ATV is a very good device. Hard to understand the bitching about it.

musicpenguy
Nov 11, 2009, 09:15 AM
Also - note for those that want the news - NBC Nightly News is available as a video podcast and is available very quickly after it aires.

So podcasts in many instances take the place of live news channels

robanga
Nov 11, 2009, 09:26 AM
For a more universal appeal, they will need to make it a subscription service running over cable or open it up to more unpaid content. The focus on mainly paid content separate from the cable bill, ISP bill etc keeps it pretty niche.

With access to Hulu, Netflix etc and dare I say a tuner/recorder itself, you have a product with more mass appeal. Throw in a Blue Ray player and make it $399 to $499 and watch out.

Lots of people are doing most of these things on a Mac Mini (including myself), its just that the masses do not want to be bothered with setup etc as a media center.

The 27 inch iMac is essentially a big HDTV with a Mac in it. They need to perfect their offerings and the living room becomes Apple's.

Scarpad
Nov 11, 2009, 12:52 PM
I'm not expecting BluRay quality from tv. "Internet TV" won't get to that point until the majority of the US is outfitted with fiber optic broadband internet. 1080p isn't boggled down by tv's hardware, its barrier is the speed, reliability and bandwidth cap of most existing ISP's in North America.

I reiterate that I love the iTunes model and ecosystem. I buy/rent only what I want to watch and I build my collection of favorite shows as I go along. I don't have to program a DVR to record any show and skip over commercials. I simply just buy a show or a season of what I really want to watch.

A lot of people go the Bit Torrent route, but in my opinion if you do that, you either have a lot of time on your hands or you're being cheap. I like the convenience of browsing iTunes and buying on the spot what I want and knowing that I will get the real show or movie, commercial free without the hassle of having to update the metadata or sift through different versions until I find the one I like most and dealing with incompatible formats. That hassle free, time saving method to me is worth a few bucks.

Are you buying HD or SD? Itunes would be my Number one choince if HD was $1.99 and SD .99 but I guess the prices are set by the studio and they are the same on all services , VOD etc.

TheCheapGeek
Nov 11, 2009, 04:04 PM
I have replaced cable and dvds with my two Apple TVs. I use an old antenna to get beautiful HD news and sports and my apple tv for everythign else.
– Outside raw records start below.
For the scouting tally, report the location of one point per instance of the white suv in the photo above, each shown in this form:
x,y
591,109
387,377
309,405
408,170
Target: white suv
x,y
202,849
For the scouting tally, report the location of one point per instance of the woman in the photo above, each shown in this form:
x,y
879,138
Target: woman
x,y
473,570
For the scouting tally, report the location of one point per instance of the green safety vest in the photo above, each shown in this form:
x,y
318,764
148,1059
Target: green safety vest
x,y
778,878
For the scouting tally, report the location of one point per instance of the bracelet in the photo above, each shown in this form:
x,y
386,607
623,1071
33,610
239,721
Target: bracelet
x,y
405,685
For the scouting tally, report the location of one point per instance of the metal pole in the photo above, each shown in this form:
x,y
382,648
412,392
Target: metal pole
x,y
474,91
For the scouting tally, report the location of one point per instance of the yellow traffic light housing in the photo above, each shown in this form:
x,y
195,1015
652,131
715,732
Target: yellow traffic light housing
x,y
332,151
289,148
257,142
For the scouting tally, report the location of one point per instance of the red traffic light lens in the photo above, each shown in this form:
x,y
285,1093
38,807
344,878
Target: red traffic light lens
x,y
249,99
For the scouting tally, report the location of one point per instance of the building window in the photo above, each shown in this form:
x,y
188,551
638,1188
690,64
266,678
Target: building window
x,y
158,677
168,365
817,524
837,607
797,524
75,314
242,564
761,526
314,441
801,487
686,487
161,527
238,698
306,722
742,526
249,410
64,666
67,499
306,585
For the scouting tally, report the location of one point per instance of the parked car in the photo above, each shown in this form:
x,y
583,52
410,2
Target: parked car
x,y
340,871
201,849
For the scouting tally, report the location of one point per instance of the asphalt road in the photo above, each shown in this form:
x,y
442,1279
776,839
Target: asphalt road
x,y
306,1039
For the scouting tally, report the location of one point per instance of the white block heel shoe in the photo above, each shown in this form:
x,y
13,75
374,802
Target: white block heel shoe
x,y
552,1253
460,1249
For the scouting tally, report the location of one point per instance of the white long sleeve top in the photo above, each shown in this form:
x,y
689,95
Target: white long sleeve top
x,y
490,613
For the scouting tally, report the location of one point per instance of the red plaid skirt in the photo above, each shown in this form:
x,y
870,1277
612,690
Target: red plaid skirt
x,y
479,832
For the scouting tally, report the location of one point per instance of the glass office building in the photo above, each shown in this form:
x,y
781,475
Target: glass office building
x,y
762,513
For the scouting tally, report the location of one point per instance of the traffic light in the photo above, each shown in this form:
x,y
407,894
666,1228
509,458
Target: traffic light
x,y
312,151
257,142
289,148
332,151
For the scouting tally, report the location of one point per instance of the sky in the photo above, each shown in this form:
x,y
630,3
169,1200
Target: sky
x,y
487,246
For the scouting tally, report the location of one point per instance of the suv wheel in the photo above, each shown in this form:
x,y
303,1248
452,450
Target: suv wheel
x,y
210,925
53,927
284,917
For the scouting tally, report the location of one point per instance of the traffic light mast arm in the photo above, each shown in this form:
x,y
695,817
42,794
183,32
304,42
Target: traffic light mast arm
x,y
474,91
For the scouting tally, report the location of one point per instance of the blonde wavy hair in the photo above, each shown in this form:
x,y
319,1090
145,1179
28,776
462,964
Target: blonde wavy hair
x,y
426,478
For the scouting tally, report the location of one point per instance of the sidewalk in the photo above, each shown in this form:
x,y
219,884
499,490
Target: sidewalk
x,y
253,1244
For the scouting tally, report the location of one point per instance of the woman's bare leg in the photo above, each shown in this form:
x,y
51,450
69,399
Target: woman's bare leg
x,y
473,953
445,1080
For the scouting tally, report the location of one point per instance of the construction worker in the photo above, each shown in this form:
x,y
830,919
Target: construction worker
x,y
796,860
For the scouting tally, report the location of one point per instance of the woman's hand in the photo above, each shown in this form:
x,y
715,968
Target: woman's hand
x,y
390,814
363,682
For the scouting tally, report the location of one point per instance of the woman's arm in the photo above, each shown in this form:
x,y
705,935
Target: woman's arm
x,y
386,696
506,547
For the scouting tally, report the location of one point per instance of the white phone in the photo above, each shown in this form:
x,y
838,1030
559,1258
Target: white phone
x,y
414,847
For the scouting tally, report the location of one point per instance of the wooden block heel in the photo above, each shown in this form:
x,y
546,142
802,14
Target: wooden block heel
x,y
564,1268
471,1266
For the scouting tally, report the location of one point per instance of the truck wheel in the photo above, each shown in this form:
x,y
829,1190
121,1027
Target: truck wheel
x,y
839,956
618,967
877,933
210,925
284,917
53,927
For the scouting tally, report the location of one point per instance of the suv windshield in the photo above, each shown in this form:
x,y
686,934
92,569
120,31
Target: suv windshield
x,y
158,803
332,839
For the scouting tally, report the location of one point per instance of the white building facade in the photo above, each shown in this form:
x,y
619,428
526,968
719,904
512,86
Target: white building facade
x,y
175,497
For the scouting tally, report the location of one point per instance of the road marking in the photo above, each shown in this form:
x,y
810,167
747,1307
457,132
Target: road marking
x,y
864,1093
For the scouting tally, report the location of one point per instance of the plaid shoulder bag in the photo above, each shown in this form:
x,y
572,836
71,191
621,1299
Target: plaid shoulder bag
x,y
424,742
All you really loose in my opinion is the sports and news on cable, CNN, ESPN ect.

ipedro
Nov 11, 2009, 05:21 PM
Are you buying HD or SD? Itunes would be my Number one choince if HD was $1.99 and SD .99 but I guess the prices are set by the studio and they are the same on all services , VOD etc.

I find SD adequate for most movies produced on film. Digitally produced movies with lots of CGI do look much better in HD so that's where I'll make my choice.

For TV shows, I'm not a die-hard HD fan so I can often live without it unless it's for my favourite shows and I expect to keep them in my library.

The bottom line is, fortunately, I can afford to not be cheap. If I want to watch something, I'll rather pay for convenience so tv is perfect.